Sabe o que mais? A ciência e tecnologia por trás da skincare nem sempre é verdadeira. Inclusive, segundo uma newsletter da Escola de Medicina de Harvard, um artigo concluiu que “a rotina de skincare é um campo onde não se encontra muita ciência”. Toda fundamentação científica que afirma ter sobre a orgia de cremes que passava no rosto, na verdade, era tirada de textos escritos pela assessoria de imprensa das próprias marcas que consumia. Cheguei a cogitar comprar ácidos para o rosto, uma espécie de peeling caseiro, após ler um texto no blog Into The Gloss (que pertence à mesma dona linda, de pele boa e bem-nascida do Glossier, risos) afirmando com todas as letras que ácidos “são nossos amigos”.

Alguns médicos, inclusive, acreditam que nem hidratantes são necessários visto que nossa pele produz isso há, hum, dezenas de milhares de anos.

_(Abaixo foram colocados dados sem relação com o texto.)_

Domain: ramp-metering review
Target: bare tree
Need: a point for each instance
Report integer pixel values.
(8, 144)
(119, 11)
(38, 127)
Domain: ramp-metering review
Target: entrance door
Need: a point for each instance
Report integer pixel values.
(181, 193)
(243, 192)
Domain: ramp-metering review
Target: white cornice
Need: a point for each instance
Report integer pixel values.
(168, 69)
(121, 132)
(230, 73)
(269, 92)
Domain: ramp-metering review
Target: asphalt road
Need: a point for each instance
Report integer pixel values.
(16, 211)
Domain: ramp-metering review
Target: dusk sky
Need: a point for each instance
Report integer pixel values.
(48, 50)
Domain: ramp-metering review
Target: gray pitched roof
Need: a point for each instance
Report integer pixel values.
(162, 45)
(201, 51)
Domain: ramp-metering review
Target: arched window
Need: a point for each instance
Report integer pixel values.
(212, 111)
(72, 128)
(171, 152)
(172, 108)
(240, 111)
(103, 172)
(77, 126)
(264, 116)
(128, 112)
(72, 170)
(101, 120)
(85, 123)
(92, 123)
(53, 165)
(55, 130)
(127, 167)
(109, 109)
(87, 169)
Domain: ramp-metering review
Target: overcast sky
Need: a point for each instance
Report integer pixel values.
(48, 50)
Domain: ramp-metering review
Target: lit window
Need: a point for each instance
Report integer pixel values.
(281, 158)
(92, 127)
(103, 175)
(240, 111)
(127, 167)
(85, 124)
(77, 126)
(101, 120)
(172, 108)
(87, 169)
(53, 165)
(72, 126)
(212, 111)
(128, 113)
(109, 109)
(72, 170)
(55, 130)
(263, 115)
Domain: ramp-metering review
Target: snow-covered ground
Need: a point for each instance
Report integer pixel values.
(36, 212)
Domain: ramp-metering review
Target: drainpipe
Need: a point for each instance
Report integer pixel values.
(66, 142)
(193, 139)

Não acho que as influencers de skincare são pessoas mal-intencionadas e vendidas, mas elas vendem um desejo para seus seguidores. O famigerado lifestyle. É o trabalho delas, afinal. Também não acho que gastar um tempinho fazendo máscara facial num sábado signifique que você seja escrava do consumo. Porém, nós somos inteligentes o suficiente para questionar como as coisas são apresentadas a nós. Sim, a influencer recebe produtos caros e tem tempo para passar 40 deles no rosto todo dia porque é o trabalho dela. Está no job description. Nós não. E talvez passar toda essa parafernália na nossa cara nem sempre é uma coisa boa pra pele.

Não parei de usar por completo os meus produtos, mas reduzi drasticamente minha rotina de “autocuidado”. Ainda gosto de fazer máscaras faciais, mas sem aquela agonia de ter que seguir uma rotina espartana. Não reduzi o uso porque me aceitei como sou, reduzi porque me dei conta que minha pele nunca ficava mais de uma hora sem ter pelo menos dois produtos nela. Continuo tendo manchinhas, cravos e espinhas eventuais, mas ela não parece irritada como era antes na época que eu não saía de casa sem passar mil coisas.